A comprehensive guide to the dangers of Regular Expressions in JavaScript

philnash@programming.dev · 1 year ago

A comprehensive guide to the dangers of Regular Expressions in JavaScript

Alexstarfire@lemmy.world · 1 year ago

Am I the only one shocked to learn that to find something at the end of a string it starts at the beginning? Perhaps it’s because of the simplicity of the example but I expected it to start at the end.

cgtjsiwy@programming.dev · 1 year ago

Regular expressions are great and can always be matched in linear time with respect to the input string length.

The problem is that JS standard library RegExps aren’t actually regular expressions, but rather a much broader language, which is impossible to implement efficiently. If RegExp switched to proper regular expressions, they would match much faster but supporting backreferences like /(.*)x\1/ would be impossible.

jeffhykin@lemm.ee · 1 year ago

This is why we need regex licenses https://regexlicensing.org/

/s

philnash@programming.dev · 1 year ago

That’s brilliant!

recursive_recursion [they/them]@programming.dev · edit-2 1 year ago

Although I haven’t fully read this article
feel free to crosspost in:

Programming.dev - Regex

philnash@programming.dev · 1 year ago

Ah, I didn’t realise there was a regex channel here. Thanks!
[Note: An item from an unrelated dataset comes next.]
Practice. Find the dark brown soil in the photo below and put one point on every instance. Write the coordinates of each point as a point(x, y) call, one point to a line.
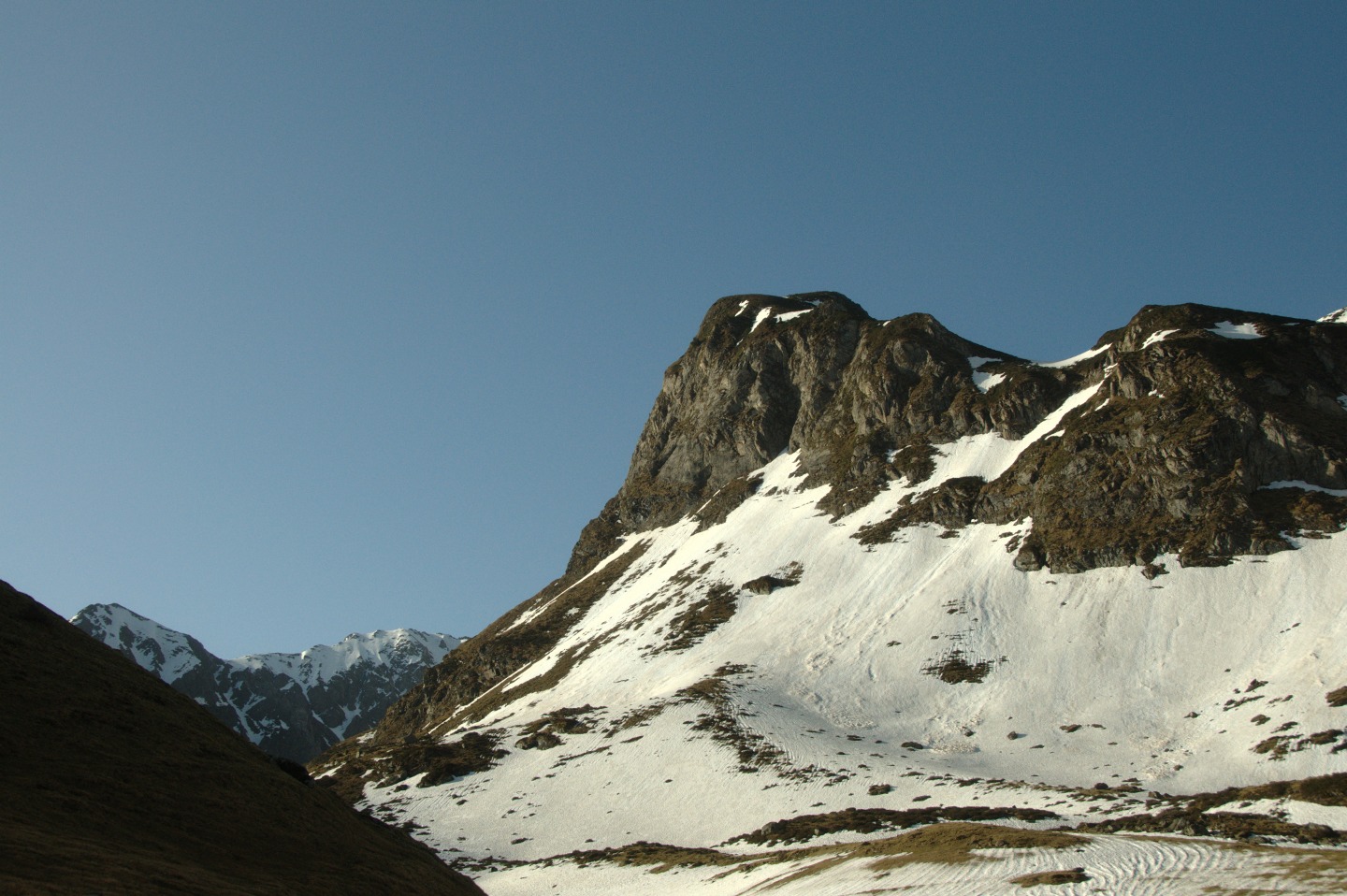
point(1040, 878)
point(865, 821)
point(115, 783)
sebsch@discuss.tchncs.de · 1 year ago

Is there one thing not screwed up in this language? I mean it’s regex, there are so many good implementations for it.

philnash@programming.dev · 1 year ago

JavaScript’s regex engine isn’t the only one to have these problems. There certainly are other implementations, like Re2 and Rust’s implementation, that don’t have this issue. But they also lack some of the features of the JS implementation too.

sebsch@discuss.tchncs.de · 1 year ago

Ok thanks for the clarification.

I would argue, the gold standard of regex would be perlre or even re from python. I never heard one discouraging using them. Do you know sth I don’t?

burntsushi@programming.dev · 1 year ago

Both Perl and Python use backtracking regex engines and are thus susceptible to similar problems as discussed in the OP.